Social messages of the ELCA are topical documents adopted by the ELCA Church Council to focus attention and action on timely, pressing matters of social concern to the church and society. They are used to address pressing contemporary concerns in light of the prophetic and compassionate traditions of Scripture and do not establish new teaching or policy. Rather, they build upon previously adopted teaching and policy positions, especially from social statements.
These messages draw attention to specific topics or social concerns that arise from our participation in God’s work in the world, and they encourage moral discernment, thoughtful discussion and action. Each message is reviewed by the Conference of Bishops and adopted by the ELCA Church Council, and expresses the convictions of the leadership of this church.
At this time, there are 15 social messages.
We are thoughtful and deliberating as a church, and we are actively engaged in God’s work in the world.
Social policy resolutions refer to ELCA actions expressing a position on specific social questions at a particular time. They are framed within and to be consistent with the social statements and messages of this church’s social teaching. They are adopted either by an ELCA Churchwide Assembly or the ELCA Church Council to address the need for special resolutions or actions related to specific social concerns. As a consequence, social policy resolutions normally are brief and limited in scope. They present timely resolutions that commit this church to particular actions that are derived from and consistent with the teachings and policy of the ELCA.

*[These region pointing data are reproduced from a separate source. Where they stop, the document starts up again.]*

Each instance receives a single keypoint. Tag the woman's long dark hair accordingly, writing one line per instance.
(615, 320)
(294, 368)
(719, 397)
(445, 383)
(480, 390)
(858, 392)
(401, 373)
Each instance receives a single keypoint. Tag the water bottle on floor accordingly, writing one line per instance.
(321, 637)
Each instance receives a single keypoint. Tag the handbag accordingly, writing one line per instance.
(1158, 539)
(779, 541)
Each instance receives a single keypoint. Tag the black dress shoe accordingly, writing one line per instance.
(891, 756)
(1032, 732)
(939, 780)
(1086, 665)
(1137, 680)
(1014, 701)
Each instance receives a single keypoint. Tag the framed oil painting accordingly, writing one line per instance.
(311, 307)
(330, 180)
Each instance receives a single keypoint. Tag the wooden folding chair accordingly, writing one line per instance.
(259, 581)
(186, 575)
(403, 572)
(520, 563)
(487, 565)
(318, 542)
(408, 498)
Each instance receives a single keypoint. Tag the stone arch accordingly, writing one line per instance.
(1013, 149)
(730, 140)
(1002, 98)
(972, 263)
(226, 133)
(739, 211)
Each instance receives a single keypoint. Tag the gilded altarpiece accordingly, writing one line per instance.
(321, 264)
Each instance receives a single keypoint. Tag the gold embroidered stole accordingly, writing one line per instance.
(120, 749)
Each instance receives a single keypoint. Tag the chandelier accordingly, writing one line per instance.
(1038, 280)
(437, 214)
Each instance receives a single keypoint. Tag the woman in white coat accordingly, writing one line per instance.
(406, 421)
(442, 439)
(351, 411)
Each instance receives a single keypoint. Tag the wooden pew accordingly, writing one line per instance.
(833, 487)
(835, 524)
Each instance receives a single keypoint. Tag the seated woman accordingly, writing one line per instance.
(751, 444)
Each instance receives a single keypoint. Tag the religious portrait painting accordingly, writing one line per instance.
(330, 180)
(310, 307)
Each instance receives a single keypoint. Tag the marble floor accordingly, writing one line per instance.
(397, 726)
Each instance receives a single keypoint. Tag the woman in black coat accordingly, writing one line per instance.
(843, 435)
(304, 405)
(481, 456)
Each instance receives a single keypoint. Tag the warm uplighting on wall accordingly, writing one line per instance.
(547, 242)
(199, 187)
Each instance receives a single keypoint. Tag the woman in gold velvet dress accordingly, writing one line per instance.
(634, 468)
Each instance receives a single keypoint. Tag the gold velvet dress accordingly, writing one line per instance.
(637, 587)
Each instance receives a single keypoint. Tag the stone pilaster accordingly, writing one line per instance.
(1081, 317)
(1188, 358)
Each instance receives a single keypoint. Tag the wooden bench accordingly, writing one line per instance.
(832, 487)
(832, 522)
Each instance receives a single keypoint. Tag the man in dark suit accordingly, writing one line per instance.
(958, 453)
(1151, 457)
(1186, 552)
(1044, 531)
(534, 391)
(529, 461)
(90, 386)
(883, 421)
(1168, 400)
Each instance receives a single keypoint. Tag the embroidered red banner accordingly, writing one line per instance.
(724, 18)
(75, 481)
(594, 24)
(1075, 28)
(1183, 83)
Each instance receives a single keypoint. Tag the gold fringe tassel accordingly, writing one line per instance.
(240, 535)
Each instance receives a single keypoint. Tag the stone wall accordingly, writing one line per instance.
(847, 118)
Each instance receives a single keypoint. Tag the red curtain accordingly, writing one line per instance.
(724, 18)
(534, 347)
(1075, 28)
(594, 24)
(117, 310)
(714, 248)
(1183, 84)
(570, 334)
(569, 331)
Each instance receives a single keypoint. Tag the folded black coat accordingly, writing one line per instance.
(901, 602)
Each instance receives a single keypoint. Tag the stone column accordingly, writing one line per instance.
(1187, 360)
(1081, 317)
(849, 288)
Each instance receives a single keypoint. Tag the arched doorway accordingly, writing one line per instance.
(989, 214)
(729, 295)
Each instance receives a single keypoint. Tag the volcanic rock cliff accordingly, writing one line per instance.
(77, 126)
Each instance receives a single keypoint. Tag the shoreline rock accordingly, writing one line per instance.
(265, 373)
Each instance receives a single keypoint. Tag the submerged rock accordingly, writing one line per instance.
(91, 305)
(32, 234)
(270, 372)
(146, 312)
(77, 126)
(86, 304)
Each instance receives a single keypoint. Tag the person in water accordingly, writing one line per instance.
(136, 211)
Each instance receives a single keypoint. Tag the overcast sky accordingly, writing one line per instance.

Reconsideration of a social message is a formal process in which the whole church is invited to participate. While this reconsideration for revision may lead to substantive changes, there is no pre-determined outcome for the process.
During the process, all members of the ELCA will be invited to participate by submitting their insights, comments, or questions here. There will also be an extended period for public comment on a revised draft of the social message, during which ELCA members can respond to a survey and submit their feedback.